There is a sense of nihilism too. A sense that there is no light at the end of the tunnel. “My mind will not be free,” screams singer Fuzz, “till I am in this hearse” and nothing, really, sums up the sound better than that.

The sleaze here isn’t of the Poison type. “One Foot In The Grave” is debauched, but it doesn’t want nothing but a good time, and the punk stylings of “Death Is Coming” isn’t interested in the what the cool kids are thinking, it just sounds as scary as metal ever does.

Metal is the word too, because more than ever this is a metal band.
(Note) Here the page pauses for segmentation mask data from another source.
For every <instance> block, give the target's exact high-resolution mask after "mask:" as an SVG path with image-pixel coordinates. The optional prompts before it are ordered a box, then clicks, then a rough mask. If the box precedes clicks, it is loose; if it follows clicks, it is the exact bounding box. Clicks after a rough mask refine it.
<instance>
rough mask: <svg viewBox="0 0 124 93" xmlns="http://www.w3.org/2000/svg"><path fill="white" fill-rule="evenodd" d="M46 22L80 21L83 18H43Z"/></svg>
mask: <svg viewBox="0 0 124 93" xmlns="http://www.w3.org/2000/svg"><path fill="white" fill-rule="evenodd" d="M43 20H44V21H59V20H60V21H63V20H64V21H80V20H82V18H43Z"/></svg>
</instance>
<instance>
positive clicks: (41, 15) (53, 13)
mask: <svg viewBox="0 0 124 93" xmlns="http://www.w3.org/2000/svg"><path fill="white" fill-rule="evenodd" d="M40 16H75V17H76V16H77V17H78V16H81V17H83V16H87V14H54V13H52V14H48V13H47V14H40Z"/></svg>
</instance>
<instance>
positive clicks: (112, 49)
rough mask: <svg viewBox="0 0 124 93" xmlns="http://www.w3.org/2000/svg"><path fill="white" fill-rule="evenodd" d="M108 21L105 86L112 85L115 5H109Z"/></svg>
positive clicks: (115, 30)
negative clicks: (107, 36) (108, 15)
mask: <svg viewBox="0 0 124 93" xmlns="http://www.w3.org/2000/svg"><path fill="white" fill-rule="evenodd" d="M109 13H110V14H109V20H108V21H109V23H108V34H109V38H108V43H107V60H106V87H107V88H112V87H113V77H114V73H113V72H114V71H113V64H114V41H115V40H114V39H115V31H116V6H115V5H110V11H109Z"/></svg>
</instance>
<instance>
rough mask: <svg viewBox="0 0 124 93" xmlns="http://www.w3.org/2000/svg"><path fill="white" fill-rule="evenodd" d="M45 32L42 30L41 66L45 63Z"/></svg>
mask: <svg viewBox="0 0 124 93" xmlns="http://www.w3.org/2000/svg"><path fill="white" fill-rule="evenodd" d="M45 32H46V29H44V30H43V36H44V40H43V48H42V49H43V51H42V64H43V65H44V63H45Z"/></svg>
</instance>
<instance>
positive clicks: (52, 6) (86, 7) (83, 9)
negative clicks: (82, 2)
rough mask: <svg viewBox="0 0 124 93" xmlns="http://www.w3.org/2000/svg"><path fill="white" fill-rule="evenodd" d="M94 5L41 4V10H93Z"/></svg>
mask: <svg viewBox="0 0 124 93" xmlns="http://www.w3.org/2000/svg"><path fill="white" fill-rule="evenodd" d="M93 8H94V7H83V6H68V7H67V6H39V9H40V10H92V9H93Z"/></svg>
There’s a Priest type riff here, and “Moment Of Silence” is as heavy as anything they’ve ever done – or at least it is, before it switches to something akin to Nirvana at their absolute rawest.

“Buried Alive” adds sense of foreboding to an already worrisome mix, but only so “Out Of Time” can rocket about like some b-movie Slayer watching some illegal porn at the back of their tour bus (and frankly, I’d wager that the R.I.P tour bus would scare even the Manson Family).

And oddly, despite the speed, the filth, the anger and the violence, they are capable of switching things up whenever they choose, “Dead Of The Night” for example, merrily goes down some nightmarish route that Wednesday 13 might be proud of, as if to emphasise that you don’t want to ever underestimate R.I.P.

They are very much alive on “Dead End” and the maelstrom of noise and bleak confusion they create on this 34 minutes is perfect for these times. I am still saying, though, if they ever invited me to a party at their house I’d be too frightened to say yes – even if deep down I’d be intrigued.